I’ve compiled a list of some of my favorite ways of finding inspiration — some of them obvious, some of them less so. If you haven’t used a few of these sources, give them a go.

  1. Blogs. This is one of my favorites, of course. There are dozens of great blogs on writing and every topic under the sun. I like to read about what works for others. Now and again, I discover something totally new, and it inspires me to action!
  2. Books. I’ve confessed this aspect before. I read authors I love, and then poach good ideas from them. I analyze their writing. Their way of thinking. How they develop things. Then I’ll apply it in my own way to help keep the ideas flowing. Sometimes, I’ll try a genre I don’t normally enjoy, just to branch out into something different. You might find something that works for you.
  3. Magazines. Good magazines aren’t always filled with great writing, but you can usually find one good piece of either fiction or non-fiction. Entertaining for its writing style, its voice, its rhythm and ability to pull you along to the end.  
  4. Movies. Sometimes, while watching a movie, a character will say something so interesting that I’ll say, “That would make a great blog post!” or “I have to write that in my writing journal!” Sometimes screenwriters can write beautiful dialog. Other times I get inspired by the incredible camera work, or the way a face or the landscape captured on film. I even get ideas from blending movie themes together.
  5. Music. Along the same lines, it can be inspiring to listen to great music. I can’t listen to music while I write, but I do have it playing in the background while I research. Allow the tone and mood of what you’re listening to, to lift you up and move you.
  6. Quotes. I don’t know why, but when I see a great quote, they sometimes help inspire me. I like to go to various quote sites to find ideas to spark my imagination. Try it, you’ll be surprised.
  7. Dreams. I have a real knack for this. I’m also fortunate, in that I can remember and take control of many of my dreams. However, I only do that from time to time, as its usually best just to let my unconscious creativity manifest. So, I make it a practice to keep a dream journal by my bedside to write down what I remember. Not because I think it’ll tell me something about myself or my future or past, but because dreams don’t have boundaries. They completely disregard for the rules of reality, and have an otherworldy sense I want to capture, especially in my fantasy and paranormal works.

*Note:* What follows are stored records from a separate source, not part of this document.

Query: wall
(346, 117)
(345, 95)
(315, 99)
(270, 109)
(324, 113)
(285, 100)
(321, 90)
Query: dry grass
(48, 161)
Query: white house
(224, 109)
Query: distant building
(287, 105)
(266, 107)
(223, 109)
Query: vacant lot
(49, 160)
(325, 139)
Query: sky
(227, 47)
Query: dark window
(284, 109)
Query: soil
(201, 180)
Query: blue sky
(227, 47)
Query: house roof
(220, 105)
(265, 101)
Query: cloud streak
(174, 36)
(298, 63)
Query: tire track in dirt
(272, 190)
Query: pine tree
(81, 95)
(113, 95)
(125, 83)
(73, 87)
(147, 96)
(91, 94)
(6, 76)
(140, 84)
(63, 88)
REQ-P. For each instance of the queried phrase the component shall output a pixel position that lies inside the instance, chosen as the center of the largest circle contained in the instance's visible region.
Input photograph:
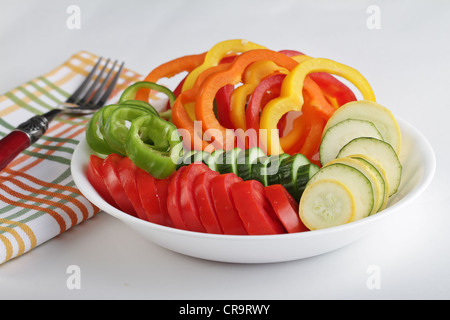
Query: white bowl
(419, 165)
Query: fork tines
(96, 88)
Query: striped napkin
(38, 198)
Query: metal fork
(91, 95)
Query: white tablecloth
(402, 48)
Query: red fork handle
(11, 145)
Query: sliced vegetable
(112, 181)
(377, 114)
(227, 214)
(327, 203)
(148, 195)
(342, 133)
(291, 98)
(205, 201)
(127, 170)
(95, 177)
(173, 200)
(382, 152)
(358, 184)
(154, 145)
(285, 207)
(94, 136)
(254, 209)
(188, 204)
(116, 127)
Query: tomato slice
(205, 202)
(173, 196)
(146, 184)
(285, 207)
(188, 205)
(126, 170)
(162, 190)
(112, 181)
(254, 208)
(94, 175)
(223, 202)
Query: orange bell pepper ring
(213, 58)
(192, 133)
(169, 70)
(291, 98)
(254, 74)
(232, 75)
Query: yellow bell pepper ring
(291, 98)
(213, 58)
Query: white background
(407, 63)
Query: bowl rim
(429, 160)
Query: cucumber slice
(213, 158)
(358, 184)
(304, 174)
(380, 175)
(229, 161)
(186, 158)
(371, 111)
(326, 203)
(381, 152)
(342, 133)
(245, 161)
(288, 171)
(259, 169)
(378, 188)
(272, 171)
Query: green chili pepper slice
(94, 136)
(142, 104)
(117, 124)
(131, 91)
(154, 145)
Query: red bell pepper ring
(126, 171)
(205, 202)
(173, 204)
(267, 90)
(336, 92)
(254, 209)
(188, 204)
(227, 214)
(94, 175)
(112, 181)
(285, 207)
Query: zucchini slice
(288, 173)
(342, 133)
(327, 203)
(371, 111)
(358, 184)
(381, 152)
(378, 188)
(245, 161)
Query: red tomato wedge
(162, 191)
(126, 171)
(205, 202)
(254, 208)
(94, 175)
(112, 181)
(173, 204)
(285, 207)
(223, 202)
(188, 204)
(146, 184)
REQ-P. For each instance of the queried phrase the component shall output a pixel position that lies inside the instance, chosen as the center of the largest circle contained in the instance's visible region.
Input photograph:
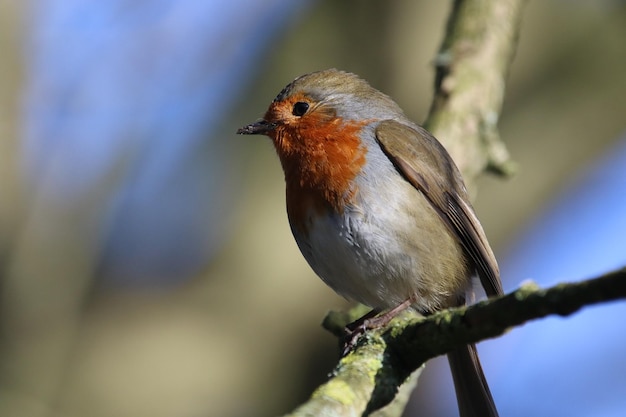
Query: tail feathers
(472, 391)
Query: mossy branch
(369, 377)
(471, 69)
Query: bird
(379, 209)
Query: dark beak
(260, 127)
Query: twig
(369, 376)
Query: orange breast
(321, 155)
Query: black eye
(300, 108)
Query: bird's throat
(320, 165)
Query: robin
(379, 209)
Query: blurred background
(146, 263)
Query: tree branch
(368, 377)
(471, 68)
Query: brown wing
(425, 163)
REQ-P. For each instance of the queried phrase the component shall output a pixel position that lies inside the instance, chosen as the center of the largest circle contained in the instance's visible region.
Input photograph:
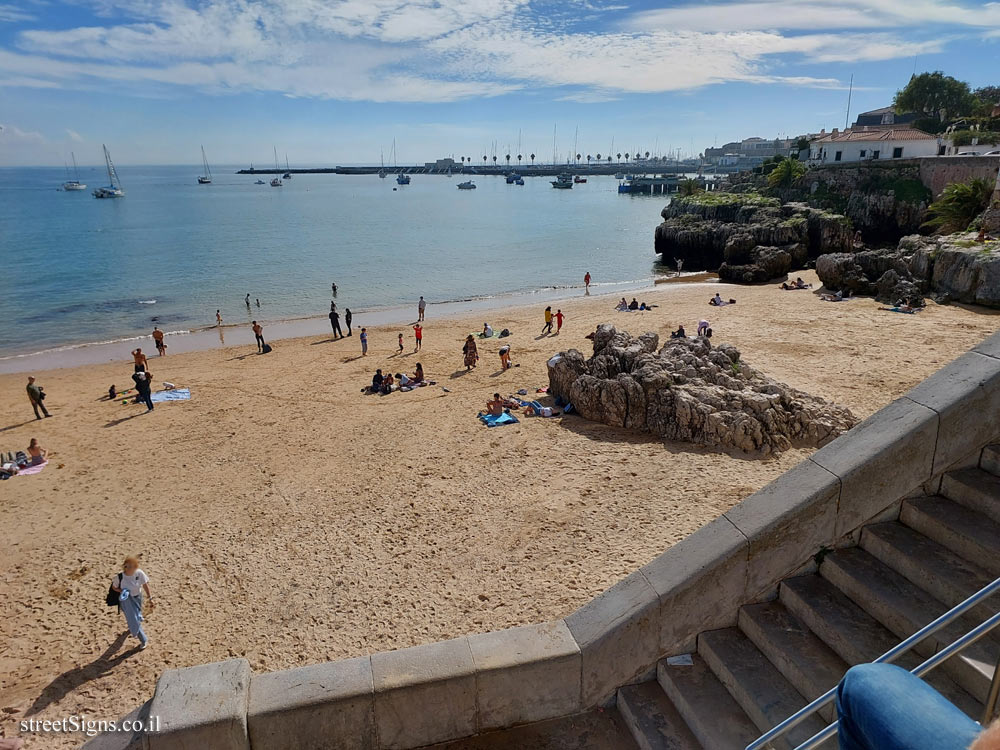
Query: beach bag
(112, 598)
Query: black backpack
(112, 598)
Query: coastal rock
(748, 237)
(688, 391)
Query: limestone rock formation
(747, 237)
(688, 391)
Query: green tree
(786, 172)
(935, 95)
(959, 204)
(689, 187)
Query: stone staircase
(862, 601)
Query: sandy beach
(284, 516)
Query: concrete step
(976, 489)
(855, 635)
(807, 663)
(949, 578)
(712, 714)
(757, 685)
(904, 608)
(652, 719)
(965, 532)
(990, 459)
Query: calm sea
(171, 252)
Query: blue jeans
(884, 707)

  8. Writing journal. I highly recommend this for any writer. It doesn’t have to be fancy, or something you write in every day. Just a plain notebook will do. Write down thoughts and quotes. Snippets and ideas. Phrases or dialog and plot ideas for new characters.

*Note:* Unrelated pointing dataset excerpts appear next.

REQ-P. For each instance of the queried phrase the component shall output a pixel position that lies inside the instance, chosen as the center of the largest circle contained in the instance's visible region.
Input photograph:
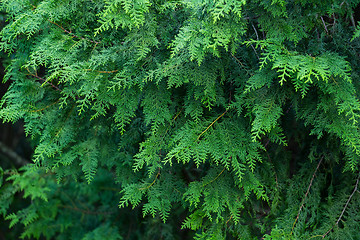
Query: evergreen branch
(44, 81)
(156, 177)
(87, 212)
(344, 209)
(307, 192)
(205, 184)
(113, 71)
(324, 25)
(237, 60)
(73, 35)
(42, 109)
(211, 124)
(13, 155)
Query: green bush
(184, 119)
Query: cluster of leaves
(230, 118)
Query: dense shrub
(181, 119)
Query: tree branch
(307, 192)
(344, 209)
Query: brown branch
(344, 209)
(307, 192)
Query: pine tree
(184, 119)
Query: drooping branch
(306, 194)
(72, 34)
(346, 205)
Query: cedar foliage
(233, 119)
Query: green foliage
(184, 119)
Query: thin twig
(324, 25)
(156, 177)
(307, 192)
(13, 155)
(211, 124)
(344, 209)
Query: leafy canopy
(230, 118)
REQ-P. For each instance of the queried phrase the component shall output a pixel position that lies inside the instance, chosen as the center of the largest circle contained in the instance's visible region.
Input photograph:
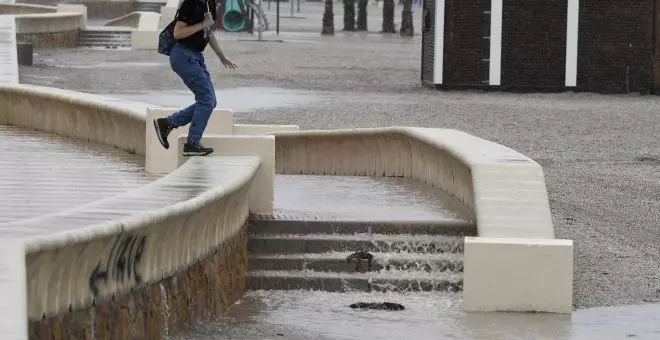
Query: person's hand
(227, 63)
(208, 20)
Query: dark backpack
(166, 39)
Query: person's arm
(215, 46)
(182, 30)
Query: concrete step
(103, 38)
(104, 33)
(140, 6)
(104, 41)
(347, 282)
(323, 243)
(339, 262)
(261, 224)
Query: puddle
(241, 99)
(106, 65)
(321, 315)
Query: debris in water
(358, 257)
(378, 306)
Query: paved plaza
(599, 153)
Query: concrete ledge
(262, 192)
(17, 8)
(69, 8)
(144, 40)
(80, 257)
(13, 324)
(9, 65)
(162, 161)
(505, 188)
(253, 129)
(143, 21)
(80, 115)
(97, 9)
(518, 275)
(49, 29)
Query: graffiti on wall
(122, 265)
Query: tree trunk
(349, 15)
(407, 28)
(388, 16)
(362, 14)
(328, 19)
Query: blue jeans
(189, 65)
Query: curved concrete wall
(104, 9)
(143, 21)
(14, 8)
(81, 256)
(505, 188)
(45, 30)
(80, 115)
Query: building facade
(604, 46)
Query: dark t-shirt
(192, 12)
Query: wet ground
(241, 99)
(599, 153)
(320, 315)
(42, 173)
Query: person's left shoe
(196, 149)
(163, 129)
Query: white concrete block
(71, 8)
(262, 193)
(518, 275)
(255, 129)
(13, 282)
(144, 40)
(162, 161)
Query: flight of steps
(104, 38)
(343, 257)
(147, 6)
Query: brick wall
(466, 48)
(203, 291)
(534, 43)
(615, 45)
(428, 41)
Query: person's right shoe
(163, 129)
(196, 149)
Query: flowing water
(322, 315)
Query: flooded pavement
(320, 315)
(42, 173)
(241, 99)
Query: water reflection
(241, 99)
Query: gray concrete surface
(600, 153)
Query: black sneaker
(195, 149)
(163, 129)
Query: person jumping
(192, 32)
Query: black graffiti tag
(122, 264)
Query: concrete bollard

  9. Poetry. How can poetry inspire prose? Through its beauty and flow and style and use of rhythm and play on words. Through its use of language and music. Some of my best short stories started as poems.

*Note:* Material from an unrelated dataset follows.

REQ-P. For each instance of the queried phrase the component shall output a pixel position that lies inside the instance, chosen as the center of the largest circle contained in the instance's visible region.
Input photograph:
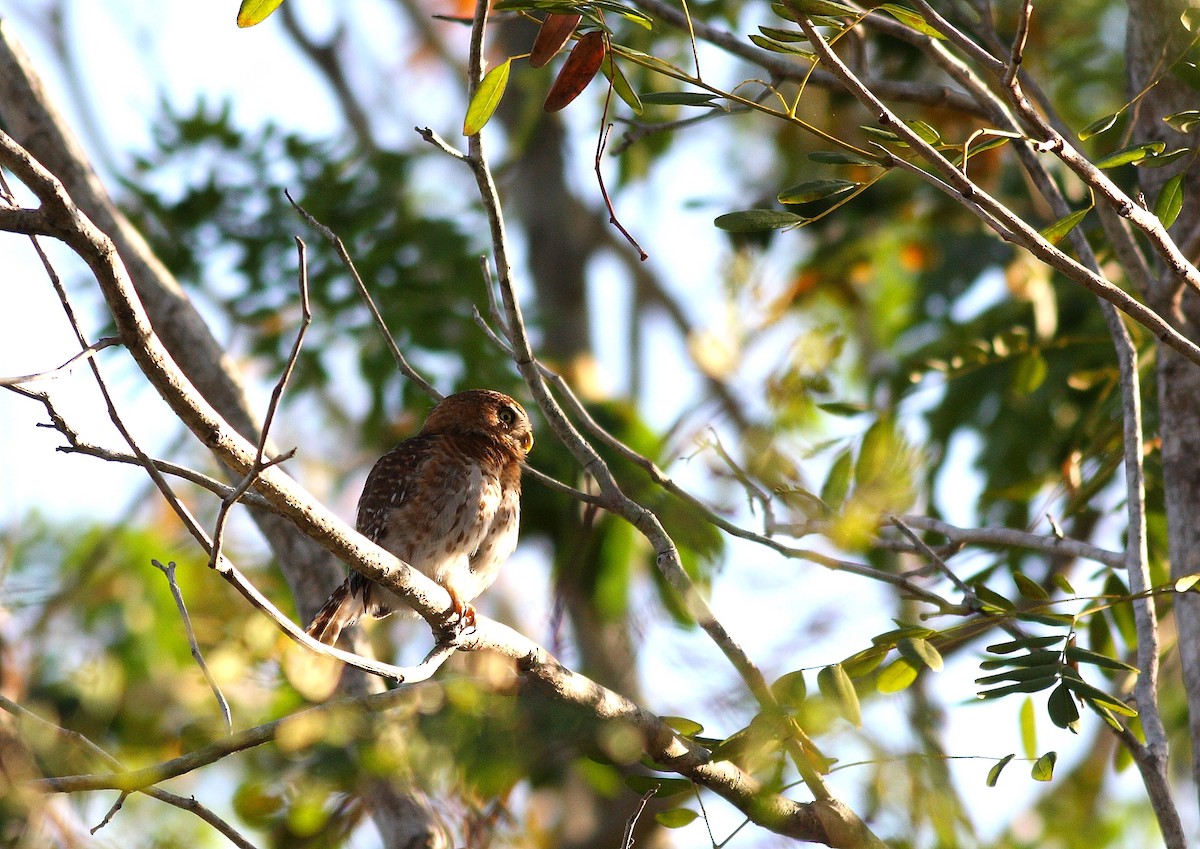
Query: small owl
(447, 501)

  10. People watching. This is an interesting activity for any writer. Go to a busy public place and just sit and watch people. They’ll amuse you, inspire you, disappoint and fascinate you. There’s nothing more inspiring than humanity.

So there you go. Just 10 little ideas I’ve found inspiring. Hopefully, you’ll find something there to motivate you whenever you’re stuck for an idea and have a blank page to fill.